Right from the start author John Williams (who did not write the Raiders of the Lost Ark theme) lets you know that Stoner is not going to be a wild thrill ride. In perfunctory sentences he notes the year of William Stoner’s birth, his attendance at the University of Missouri and subsequent career as a professor there, and his death. He goes on to note how few people remember Stoner well.
Those first few sentences are a story unto themselves but of course they’re not the whole story. Williams, in flawlessly composed prose, details Stoner’s early life on a farm as the child of uneducated parents. Sent to the state university to learn the newest ideas in agricultural science, Stoner instead finds himself enraptured by a required literature course and majors in English instead. Originally an unimpressive student, his passion and diligence carry him through and impress his advisor, who convinces him to get a doctorate.
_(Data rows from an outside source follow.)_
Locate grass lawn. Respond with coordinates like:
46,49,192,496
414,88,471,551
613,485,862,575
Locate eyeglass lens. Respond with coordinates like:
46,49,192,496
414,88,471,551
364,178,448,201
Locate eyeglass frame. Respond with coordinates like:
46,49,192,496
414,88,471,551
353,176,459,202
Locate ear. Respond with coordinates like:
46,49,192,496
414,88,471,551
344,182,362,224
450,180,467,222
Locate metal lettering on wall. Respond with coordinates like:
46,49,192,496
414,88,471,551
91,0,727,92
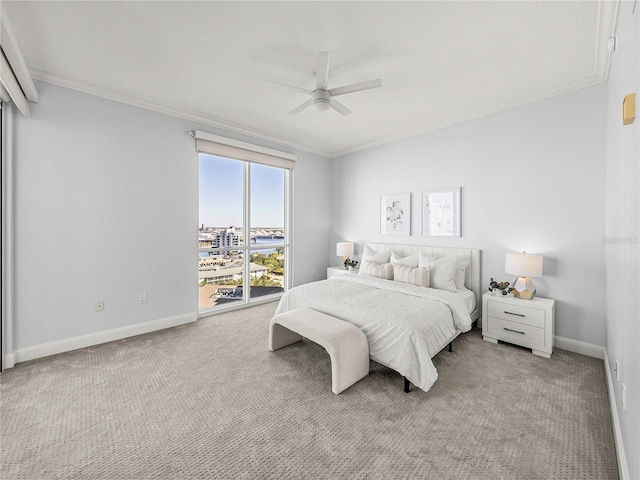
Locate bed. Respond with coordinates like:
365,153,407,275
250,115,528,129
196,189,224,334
276,243,482,391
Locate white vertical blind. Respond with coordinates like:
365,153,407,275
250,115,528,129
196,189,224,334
192,130,298,170
0,5,38,116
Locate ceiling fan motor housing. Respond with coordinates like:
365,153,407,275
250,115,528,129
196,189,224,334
311,89,331,112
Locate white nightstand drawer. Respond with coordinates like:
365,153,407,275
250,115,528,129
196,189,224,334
488,300,545,328
483,317,545,347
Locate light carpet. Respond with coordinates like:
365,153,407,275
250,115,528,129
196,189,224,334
0,303,618,480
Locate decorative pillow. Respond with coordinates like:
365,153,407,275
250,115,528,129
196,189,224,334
418,252,458,292
391,253,420,268
358,245,391,280
358,260,393,280
453,260,469,290
392,263,429,287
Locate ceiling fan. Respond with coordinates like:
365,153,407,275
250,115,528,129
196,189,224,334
266,52,382,115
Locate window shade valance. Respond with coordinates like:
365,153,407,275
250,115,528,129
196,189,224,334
193,130,298,170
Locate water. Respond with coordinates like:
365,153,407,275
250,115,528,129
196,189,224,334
200,237,284,257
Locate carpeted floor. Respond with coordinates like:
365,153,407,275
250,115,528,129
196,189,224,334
0,303,618,480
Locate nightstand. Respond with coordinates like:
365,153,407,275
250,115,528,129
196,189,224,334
327,267,358,278
482,292,556,358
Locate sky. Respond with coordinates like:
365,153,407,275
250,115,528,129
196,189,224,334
198,154,284,228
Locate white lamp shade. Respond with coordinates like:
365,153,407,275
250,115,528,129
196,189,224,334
504,252,542,277
336,242,353,257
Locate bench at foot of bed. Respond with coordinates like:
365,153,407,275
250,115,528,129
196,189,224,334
269,308,369,394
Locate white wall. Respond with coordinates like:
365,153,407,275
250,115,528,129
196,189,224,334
606,1,640,478
7,83,330,361
329,85,606,346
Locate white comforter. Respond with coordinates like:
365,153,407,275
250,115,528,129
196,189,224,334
276,275,471,391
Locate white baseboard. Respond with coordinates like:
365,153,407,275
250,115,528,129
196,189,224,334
554,336,606,360
604,349,631,480
2,353,16,368
9,312,198,368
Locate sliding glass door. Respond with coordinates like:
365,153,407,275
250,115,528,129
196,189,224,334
198,153,290,314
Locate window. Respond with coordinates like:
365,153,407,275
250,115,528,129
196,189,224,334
195,132,293,315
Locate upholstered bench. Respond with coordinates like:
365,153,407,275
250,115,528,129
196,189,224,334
269,308,369,395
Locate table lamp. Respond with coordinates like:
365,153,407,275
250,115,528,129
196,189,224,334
504,252,542,300
336,242,353,268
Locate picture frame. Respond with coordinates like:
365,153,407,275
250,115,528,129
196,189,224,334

Thus does Stoner embark on his life’s work as a professor of literature, focusing on medieval texts. Over the course of his career he meets and marries an utterly unsuitable woman, produces one child who gradually distances herself from him, picks a fight with an influential colleague that damages his career, and finds real love far too late for it to make a lasting difference.
All in all it’s a small, circumspect life yet one with ups and downs, with drama and stakes. And yet, while certainly more eventful than those first few sentences would have you believe, when it comes right down to it it still doesn’t amount to much, does it?
The wonder of Stoner is that the writing can make you feel deeply for a regular, unimportant, even uninteresting person, even as it reminds you that in the grand scheme of things it doesn’t really matter if you do or you don’t.